サークル終わりに駅まで一緒に歩くようになって、
ある日、コンビニの前で立ち話してるときに、ふと彼女が言った。

「ねえ、最初さ、めっちゃ怖かったよ。私」
「…こっちこそだよ」
「でもさ、こうやって普通に話してるの、ちょっと不思議じゃない?」

そのときの笑顔が、すごく自然で、かわいくて、
その瞬間、思ったんだ。
“この人のこと、もっと知りたい”って。

それから、2人で映画に行ったり、放課後にごはん食べたり、
いつの間にか「付き合おうか」っていう言葉もないまま、自然と手をつなぐようになっていた。

キスをしたのは、初めての冬。
人が少ない駅のホームで、帰りたくなさすぎて、
「今、キスしたら怒る?」って聞いたら、

彼女は笑って「怒らないよ。
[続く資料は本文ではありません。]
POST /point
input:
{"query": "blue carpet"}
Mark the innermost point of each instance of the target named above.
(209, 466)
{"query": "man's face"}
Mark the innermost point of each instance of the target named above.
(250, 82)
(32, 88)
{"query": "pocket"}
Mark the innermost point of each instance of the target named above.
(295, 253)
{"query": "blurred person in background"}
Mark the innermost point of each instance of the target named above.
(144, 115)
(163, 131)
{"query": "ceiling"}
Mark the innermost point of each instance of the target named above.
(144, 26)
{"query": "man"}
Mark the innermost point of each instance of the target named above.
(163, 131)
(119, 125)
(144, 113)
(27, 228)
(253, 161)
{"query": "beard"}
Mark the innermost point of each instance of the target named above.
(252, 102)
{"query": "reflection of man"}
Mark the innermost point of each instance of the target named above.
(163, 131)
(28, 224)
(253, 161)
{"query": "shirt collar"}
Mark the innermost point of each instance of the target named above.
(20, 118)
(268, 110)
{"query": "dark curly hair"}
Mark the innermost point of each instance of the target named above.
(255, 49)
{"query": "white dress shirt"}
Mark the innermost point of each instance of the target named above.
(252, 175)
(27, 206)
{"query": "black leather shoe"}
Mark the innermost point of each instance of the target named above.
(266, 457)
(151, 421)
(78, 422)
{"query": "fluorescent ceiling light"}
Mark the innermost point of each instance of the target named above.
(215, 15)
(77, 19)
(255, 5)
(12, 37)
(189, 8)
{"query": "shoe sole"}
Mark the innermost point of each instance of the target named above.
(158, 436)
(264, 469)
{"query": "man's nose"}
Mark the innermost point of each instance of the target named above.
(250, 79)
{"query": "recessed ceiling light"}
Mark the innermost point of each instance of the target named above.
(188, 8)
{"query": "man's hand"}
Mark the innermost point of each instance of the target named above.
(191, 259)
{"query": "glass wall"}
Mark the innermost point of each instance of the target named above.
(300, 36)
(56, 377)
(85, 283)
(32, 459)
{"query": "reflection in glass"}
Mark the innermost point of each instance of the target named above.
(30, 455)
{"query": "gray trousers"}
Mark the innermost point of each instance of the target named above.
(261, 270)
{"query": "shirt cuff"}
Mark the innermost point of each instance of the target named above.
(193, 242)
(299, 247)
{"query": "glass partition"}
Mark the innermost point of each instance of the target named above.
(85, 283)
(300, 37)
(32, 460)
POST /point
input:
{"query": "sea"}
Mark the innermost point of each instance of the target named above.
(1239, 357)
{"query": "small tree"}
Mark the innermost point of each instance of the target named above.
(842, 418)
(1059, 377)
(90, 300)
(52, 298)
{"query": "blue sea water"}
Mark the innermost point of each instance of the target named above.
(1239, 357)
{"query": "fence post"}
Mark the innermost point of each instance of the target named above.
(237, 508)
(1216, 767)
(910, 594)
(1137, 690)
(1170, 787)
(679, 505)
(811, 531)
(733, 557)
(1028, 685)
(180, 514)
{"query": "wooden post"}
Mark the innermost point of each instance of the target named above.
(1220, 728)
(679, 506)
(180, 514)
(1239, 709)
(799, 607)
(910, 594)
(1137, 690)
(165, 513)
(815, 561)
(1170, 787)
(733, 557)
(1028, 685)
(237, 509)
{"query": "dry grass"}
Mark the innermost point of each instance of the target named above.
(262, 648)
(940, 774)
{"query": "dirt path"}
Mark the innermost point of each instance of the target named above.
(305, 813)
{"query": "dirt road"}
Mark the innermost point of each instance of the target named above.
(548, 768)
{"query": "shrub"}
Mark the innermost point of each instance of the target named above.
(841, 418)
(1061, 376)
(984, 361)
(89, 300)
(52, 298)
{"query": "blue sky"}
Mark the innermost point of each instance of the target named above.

でも、恥ずかしいからさっさとして」って言った。

最初は、ほんとに最悪な出会いだった。
でも、それでもこうやって、今はお互いの一番近くにいる。

人って、最初の印象だけじゃわからないんだなって思う。
むしろ、失敗から始まった関係のほうが、じわじわ深くなるのかもしれない。